The play, R-3 by Centre Five Productions, is a small production with a big ambition. The performance, told through one continuous monologue, challenges to us to re-evaluate the life and legacy of one of Britain's great historical villains. The play was very good and the timing itself couldn't be much better, as I write this there are a team of historians in Leicester who suspect that they've found the former king buried below a car park.

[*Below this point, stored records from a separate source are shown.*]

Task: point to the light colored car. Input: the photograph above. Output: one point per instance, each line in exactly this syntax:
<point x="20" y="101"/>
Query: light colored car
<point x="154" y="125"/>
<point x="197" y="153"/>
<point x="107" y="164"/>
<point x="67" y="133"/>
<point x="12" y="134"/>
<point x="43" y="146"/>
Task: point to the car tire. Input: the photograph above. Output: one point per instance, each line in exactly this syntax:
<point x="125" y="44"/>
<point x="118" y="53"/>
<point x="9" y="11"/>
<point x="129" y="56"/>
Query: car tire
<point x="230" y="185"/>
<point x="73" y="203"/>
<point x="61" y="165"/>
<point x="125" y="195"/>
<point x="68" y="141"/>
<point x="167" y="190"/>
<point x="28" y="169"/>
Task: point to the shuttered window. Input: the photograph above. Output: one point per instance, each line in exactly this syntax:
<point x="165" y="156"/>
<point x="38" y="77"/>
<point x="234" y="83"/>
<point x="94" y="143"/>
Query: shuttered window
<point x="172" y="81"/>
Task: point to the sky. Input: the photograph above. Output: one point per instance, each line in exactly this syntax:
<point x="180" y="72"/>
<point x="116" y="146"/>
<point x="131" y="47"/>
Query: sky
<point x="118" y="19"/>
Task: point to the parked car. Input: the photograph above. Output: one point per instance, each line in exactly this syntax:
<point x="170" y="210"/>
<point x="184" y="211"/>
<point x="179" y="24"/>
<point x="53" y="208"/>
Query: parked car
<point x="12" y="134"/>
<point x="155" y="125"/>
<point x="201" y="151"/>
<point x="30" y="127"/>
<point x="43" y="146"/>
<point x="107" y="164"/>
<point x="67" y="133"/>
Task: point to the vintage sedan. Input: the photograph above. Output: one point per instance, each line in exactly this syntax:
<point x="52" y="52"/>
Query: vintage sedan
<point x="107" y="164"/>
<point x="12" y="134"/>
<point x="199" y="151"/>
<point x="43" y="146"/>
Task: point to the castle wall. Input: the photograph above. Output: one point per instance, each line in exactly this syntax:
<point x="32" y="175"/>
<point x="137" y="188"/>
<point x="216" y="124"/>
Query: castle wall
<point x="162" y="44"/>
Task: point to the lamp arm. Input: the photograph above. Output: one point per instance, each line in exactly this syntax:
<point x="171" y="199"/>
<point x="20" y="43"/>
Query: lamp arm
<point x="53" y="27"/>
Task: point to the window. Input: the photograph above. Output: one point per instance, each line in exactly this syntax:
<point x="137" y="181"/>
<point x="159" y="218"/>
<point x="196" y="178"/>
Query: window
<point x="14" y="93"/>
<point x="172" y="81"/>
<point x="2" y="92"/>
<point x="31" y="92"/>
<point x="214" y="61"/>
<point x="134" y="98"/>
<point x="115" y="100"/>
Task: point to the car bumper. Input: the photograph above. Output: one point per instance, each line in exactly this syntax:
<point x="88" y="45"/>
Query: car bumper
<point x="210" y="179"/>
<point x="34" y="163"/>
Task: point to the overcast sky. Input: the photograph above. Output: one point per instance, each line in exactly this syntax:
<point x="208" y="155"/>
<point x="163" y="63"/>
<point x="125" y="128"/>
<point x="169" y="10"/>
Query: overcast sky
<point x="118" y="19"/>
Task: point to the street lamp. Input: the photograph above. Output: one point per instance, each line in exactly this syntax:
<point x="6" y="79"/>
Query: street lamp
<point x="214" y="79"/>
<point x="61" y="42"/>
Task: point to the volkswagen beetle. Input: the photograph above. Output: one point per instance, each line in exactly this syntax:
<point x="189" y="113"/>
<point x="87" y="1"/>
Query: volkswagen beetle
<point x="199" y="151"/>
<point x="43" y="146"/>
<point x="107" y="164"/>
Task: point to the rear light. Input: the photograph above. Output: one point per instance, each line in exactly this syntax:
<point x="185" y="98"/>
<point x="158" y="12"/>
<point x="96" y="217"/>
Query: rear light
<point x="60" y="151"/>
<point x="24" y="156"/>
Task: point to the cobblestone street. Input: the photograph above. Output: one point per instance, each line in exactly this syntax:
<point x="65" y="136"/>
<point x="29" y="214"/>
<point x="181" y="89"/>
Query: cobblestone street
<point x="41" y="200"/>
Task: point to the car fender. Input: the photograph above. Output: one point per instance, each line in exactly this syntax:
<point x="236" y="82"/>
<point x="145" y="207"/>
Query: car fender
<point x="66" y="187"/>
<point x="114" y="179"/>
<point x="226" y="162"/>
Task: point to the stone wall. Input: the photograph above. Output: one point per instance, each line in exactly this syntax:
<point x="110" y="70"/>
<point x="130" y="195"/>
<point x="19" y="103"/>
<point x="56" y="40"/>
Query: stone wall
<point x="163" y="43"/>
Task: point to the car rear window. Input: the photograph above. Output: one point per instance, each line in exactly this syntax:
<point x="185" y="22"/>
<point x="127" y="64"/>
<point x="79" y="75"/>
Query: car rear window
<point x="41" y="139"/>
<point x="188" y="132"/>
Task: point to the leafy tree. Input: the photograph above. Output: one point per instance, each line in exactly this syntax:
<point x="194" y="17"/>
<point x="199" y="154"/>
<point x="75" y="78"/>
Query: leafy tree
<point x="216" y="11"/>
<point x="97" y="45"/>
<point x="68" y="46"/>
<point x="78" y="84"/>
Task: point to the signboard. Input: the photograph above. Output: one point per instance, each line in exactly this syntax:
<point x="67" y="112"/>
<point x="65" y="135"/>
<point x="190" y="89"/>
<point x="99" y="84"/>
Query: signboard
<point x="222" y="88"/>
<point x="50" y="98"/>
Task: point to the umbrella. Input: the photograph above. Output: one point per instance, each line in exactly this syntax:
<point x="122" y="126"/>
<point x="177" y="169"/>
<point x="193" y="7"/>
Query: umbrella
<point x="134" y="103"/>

The reputation of our most dastardly of kings has been disputed for years. Old lore once told us that he was a deranged devious hunchback who killed for fun. The little that we knew of him came from Shakespeare's play and Thomas More's portrait of a deformed king with a deformed mind. Over time this view has been challenged to the point that we now can't say for sure that he even had a hunchback. For many the real interest lies in the mystery rather than any feeling of great reputational injustice. Part of what makes an interesting monarch is the mystery that goes with them. If our Royals ever seem particularly transparent or dull then it's because they are, well at least compared to their murderous Machiavellian ancestors.

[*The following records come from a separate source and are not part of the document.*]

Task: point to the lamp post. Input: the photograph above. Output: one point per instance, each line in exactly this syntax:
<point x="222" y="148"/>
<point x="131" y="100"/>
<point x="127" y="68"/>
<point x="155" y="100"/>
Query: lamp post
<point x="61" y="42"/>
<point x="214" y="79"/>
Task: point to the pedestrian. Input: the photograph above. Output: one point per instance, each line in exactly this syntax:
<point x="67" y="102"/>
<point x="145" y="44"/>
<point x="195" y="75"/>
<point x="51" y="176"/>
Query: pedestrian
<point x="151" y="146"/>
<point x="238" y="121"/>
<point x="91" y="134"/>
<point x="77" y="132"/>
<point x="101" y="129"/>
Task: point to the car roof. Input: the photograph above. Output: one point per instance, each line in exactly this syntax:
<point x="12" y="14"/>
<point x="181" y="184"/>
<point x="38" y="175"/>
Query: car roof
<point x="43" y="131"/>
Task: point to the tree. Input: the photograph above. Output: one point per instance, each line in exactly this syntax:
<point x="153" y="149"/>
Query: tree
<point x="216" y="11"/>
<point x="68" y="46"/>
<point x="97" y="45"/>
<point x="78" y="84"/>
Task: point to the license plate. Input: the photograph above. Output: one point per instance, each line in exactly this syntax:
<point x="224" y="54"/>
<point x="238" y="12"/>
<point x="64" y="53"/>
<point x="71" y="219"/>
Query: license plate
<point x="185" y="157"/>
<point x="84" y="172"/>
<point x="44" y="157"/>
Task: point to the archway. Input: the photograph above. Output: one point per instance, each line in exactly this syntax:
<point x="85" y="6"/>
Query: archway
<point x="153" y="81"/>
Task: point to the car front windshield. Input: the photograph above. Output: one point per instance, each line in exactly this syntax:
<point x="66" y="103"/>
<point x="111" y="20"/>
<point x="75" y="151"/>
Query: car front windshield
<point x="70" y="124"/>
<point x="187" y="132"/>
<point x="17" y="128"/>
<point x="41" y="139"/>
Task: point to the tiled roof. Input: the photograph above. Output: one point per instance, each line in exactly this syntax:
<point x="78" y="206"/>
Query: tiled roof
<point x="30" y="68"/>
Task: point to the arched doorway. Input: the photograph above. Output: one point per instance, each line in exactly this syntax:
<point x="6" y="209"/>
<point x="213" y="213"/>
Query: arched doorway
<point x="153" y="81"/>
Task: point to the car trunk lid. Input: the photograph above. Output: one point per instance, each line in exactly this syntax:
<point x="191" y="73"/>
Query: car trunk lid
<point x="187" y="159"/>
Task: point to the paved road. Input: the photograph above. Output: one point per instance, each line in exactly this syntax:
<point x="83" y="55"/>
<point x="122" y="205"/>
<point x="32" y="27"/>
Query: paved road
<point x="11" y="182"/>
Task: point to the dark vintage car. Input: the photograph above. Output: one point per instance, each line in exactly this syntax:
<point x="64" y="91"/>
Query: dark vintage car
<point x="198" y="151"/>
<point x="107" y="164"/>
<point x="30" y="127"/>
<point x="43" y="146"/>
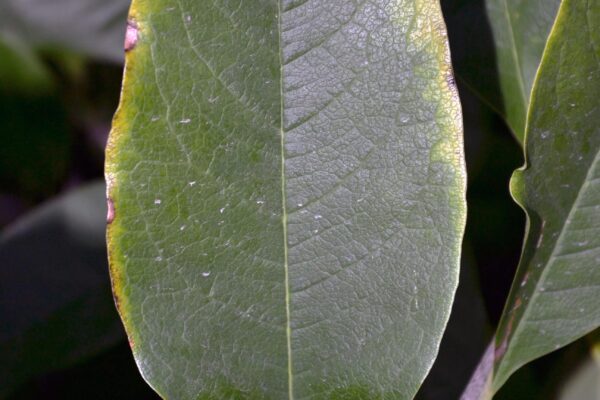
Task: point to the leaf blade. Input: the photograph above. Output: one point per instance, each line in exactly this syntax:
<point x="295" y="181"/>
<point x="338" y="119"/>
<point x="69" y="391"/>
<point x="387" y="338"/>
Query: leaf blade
<point x="268" y="168"/>
<point x="562" y="163"/>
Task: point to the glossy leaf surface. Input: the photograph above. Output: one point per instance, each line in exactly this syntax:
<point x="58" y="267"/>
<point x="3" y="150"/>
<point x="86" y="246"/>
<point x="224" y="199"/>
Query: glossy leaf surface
<point x="287" y="186"/>
<point x="554" y="299"/>
<point x="502" y="63"/>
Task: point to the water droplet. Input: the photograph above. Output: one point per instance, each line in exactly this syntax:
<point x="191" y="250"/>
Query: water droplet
<point x="414" y="305"/>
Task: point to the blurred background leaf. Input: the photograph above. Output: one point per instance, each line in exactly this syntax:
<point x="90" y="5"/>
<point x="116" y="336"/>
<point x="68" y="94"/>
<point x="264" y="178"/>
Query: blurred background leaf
<point x="53" y="272"/>
<point x="92" y="28"/>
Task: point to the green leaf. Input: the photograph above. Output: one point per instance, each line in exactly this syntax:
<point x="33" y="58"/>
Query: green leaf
<point x="55" y="298"/>
<point x="288" y="188"/>
<point x="554" y="296"/>
<point x="510" y="48"/>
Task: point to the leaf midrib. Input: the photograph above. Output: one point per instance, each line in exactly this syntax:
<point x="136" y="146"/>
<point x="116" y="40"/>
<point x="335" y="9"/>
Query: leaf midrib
<point x="284" y="218"/>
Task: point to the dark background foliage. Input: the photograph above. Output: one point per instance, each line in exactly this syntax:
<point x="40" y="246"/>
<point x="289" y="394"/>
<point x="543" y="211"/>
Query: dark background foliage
<point x="60" y="336"/>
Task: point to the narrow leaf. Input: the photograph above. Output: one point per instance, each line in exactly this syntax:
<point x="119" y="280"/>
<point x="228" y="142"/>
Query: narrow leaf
<point x="554" y="297"/>
<point x="55" y="299"/>
<point x="287" y="190"/>
<point x="511" y="38"/>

If the comings and goings of our Royals can be considered as an area of historical contention then it's far from being the most controversial. All societies have their own histories but also their own accepted narratives of how that history is presented and told. One of the obvious problems that this can lead to is when evaluating great wars, for example you can find yourself being locked in Turkey up for acknowledging the same Armenian genocide which you would be locked up for denying in Sweden. Conflicting historical narratives can be found at the root of almost all major conflicts and are abused to every global tyranny, and that is because, as Orwell said, "who controls the past controls the future."

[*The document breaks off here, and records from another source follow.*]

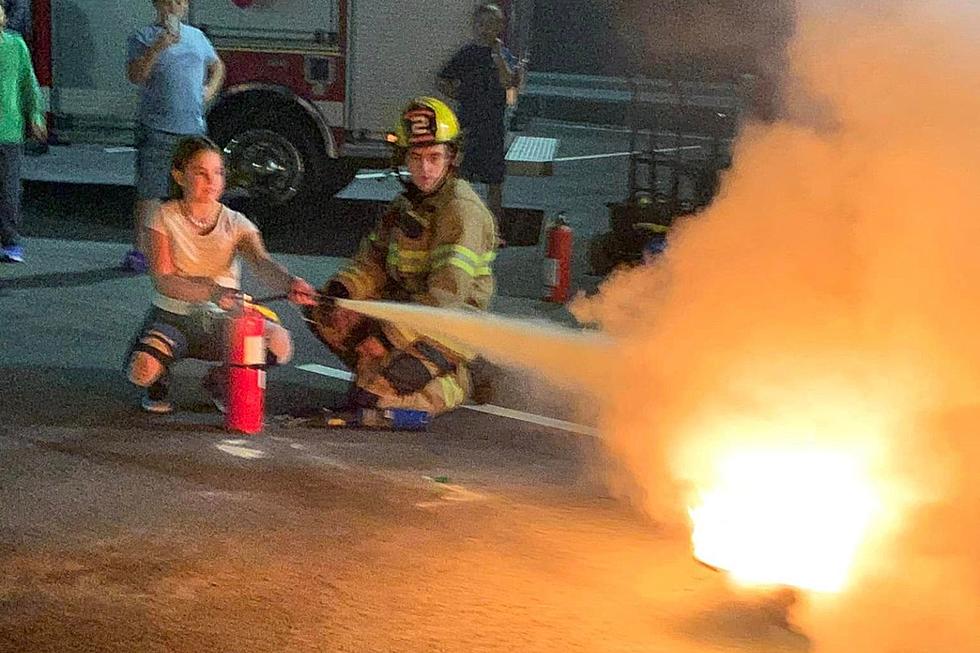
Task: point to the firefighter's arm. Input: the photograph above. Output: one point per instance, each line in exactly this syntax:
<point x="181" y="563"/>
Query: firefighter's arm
<point x="273" y="275"/>
<point x="165" y="278"/>
<point x="365" y="275"/>
<point x="215" y="79"/>
<point x="460" y="253"/>
<point x="140" y="66"/>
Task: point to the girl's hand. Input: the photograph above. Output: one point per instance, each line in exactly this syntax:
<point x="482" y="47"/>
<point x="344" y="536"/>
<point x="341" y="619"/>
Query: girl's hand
<point x="302" y="293"/>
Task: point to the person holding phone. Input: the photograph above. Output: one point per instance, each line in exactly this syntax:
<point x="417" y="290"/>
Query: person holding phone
<point x="21" y="109"/>
<point x="179" y="74"/>
<point x="477" y="77"/>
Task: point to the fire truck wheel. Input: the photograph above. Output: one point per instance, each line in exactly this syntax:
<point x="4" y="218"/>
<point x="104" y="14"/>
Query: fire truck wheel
<point x="273" y="152"/>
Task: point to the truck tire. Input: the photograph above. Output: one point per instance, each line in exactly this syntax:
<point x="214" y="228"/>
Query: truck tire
<point x="275" y="152"/>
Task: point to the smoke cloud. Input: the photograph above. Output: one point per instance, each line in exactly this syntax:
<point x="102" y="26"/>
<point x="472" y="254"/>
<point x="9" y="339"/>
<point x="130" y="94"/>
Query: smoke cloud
<point x="829" y="295"/>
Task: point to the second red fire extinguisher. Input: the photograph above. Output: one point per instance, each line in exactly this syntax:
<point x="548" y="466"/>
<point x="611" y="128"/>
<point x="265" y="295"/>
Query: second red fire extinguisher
<point x="245" y="408"/>
<point x="558" y="261"/>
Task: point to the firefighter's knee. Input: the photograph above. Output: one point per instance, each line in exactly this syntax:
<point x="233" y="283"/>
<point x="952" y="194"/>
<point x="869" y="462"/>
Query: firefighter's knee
<point x="279" y="343"/>
<point x="406" y="374"/>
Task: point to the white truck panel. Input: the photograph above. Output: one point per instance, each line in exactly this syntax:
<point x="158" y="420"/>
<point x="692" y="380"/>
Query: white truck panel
<point x="89" y="56"/>
<point x="281" y="19"/>
<point x="395" y="53"/>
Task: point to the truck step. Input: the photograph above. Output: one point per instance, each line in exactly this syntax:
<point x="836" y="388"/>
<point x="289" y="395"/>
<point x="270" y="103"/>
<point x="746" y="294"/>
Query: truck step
<point x="531" y="156"/>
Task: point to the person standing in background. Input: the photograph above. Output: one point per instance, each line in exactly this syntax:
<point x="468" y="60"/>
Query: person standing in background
<point x="21" y="106"/>
<point x="18" y="16"/>
<point x="478" y="77"/>
<point x="179" y="73"/>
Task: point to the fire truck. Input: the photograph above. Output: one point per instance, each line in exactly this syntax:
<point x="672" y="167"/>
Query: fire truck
<point x="311" y="87"/>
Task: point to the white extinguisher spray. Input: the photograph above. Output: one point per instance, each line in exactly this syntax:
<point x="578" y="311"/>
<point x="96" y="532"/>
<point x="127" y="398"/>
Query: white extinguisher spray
<point x="246" y="361"/>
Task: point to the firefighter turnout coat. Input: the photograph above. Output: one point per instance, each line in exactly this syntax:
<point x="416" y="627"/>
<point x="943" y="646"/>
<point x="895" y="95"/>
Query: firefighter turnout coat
<point x="435" y="250"/>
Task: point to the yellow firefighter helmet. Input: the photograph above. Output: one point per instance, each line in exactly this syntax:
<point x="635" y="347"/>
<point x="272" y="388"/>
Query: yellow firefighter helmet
<point x="425" y="121"/>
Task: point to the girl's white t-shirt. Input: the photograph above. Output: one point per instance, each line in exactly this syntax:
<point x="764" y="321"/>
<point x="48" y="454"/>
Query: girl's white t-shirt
<point x="212" y="255"/>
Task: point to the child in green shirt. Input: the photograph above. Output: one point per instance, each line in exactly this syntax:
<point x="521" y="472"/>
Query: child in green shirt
<point x="20" y="103"/>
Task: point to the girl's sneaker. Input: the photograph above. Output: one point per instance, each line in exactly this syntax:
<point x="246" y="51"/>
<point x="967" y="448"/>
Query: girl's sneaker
<point x="157" y="398"/>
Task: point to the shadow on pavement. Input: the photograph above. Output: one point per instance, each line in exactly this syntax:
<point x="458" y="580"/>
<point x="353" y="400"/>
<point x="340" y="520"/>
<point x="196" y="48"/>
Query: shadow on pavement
<point x="63" y="279"/>
<point x="87" y="398"/>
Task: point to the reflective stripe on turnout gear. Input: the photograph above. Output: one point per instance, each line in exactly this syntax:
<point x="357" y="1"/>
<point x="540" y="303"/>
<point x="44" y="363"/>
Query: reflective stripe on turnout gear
<point x="465" y="259"/>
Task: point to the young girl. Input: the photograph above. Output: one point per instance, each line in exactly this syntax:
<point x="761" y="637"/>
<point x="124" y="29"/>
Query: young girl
<point x="194" y="245"/>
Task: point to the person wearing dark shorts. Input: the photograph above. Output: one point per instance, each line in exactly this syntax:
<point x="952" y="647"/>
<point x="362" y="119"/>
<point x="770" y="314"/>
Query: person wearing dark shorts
<point x="179" y="73"/>
<point x="21" y="109"/>
<point x="478" y="77"/>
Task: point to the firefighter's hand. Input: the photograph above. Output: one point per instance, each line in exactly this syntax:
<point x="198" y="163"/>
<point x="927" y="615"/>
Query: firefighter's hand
<point x="344" y="320"/>
<point x="371" y="348"/>
<point x="301" y="292"/>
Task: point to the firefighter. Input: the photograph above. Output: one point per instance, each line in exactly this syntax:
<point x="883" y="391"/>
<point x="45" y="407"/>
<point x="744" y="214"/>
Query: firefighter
<point x="434" y="245"/>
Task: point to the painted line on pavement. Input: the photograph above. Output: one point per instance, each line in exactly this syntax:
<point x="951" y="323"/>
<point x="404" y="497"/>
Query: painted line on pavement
<point x="489" y="409"/>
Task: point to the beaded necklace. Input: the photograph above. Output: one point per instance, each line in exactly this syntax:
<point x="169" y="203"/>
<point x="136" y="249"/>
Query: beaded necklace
<point x="202" y="225"/>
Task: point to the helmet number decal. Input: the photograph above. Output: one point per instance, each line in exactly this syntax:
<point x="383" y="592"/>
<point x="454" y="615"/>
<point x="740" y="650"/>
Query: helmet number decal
<point x="421" y="125"/>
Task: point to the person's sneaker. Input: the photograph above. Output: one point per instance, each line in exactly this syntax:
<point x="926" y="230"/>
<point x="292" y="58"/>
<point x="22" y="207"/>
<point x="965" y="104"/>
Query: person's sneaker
<point x="135" y="262"/>
<point x="157" y="398"/>
<point x="215" y="383"/>
<point x="13" y="254"/>
<point x="157" y="406"/>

The fusion of history and entertainment has had a long and uneasy history, although there have been some beautiful and compelling works, such as Lawrence of Arabia and Schindler's List. Of course on the other hand there are so many examples of books, films and plays that are so bad that they have managed to cheapen, demean and undermine great historical eras by promoting total fabrication, such as The Patriot. On the point of poor historiography, the impact of the Australian studded American funded, Irish shot, Braveheart was so big that Ipsos MORI have subsequently labelled my generation of Scots as the 'Braveheart generation', with the teenagers of today now being referred to as the 'post Bravheart generation.'
So what of Richard? Is he the monster that we have all been told about, or is he merely a misunderstood king who has fallen victim to decades of unfair character assassination? In reality the truth is probably somewhere in between. One of the big limitations of our knowledge of the era is that so few people could read or write, which is one of the reasons why More's account is so well known, because there were no others. One of the key points of the play was that due to these constraints, and to the context of the time, characters like Richard can never be fully and properly evaluated. This is not necessarily a bad thing; after the play my friend Rachel, who I spent my night at the theatre with, told me that one of the reasons that she got into history was because of the great mysteries and the exciting feeling of pursuing the unknown.
There are certain historical events, such as genocides and crimes, which we should aim to know everything about in order to allow justice for the victims and to prevent repetition. However, the life of Richard III can hardly be seen in these terms, especially when considering that his story has now morphed into one of Britain great folk stories. Mysteries and mythology have an important role to play in attracting future generations to history and characterising our own, so if the body in Leicester is found to be his then I'll be slightly disappointed. On one hand it would prove whether or not he had a hunchback, but far more than that it would remove so much of the appeal and curiosity, and that would seem like something of a shame.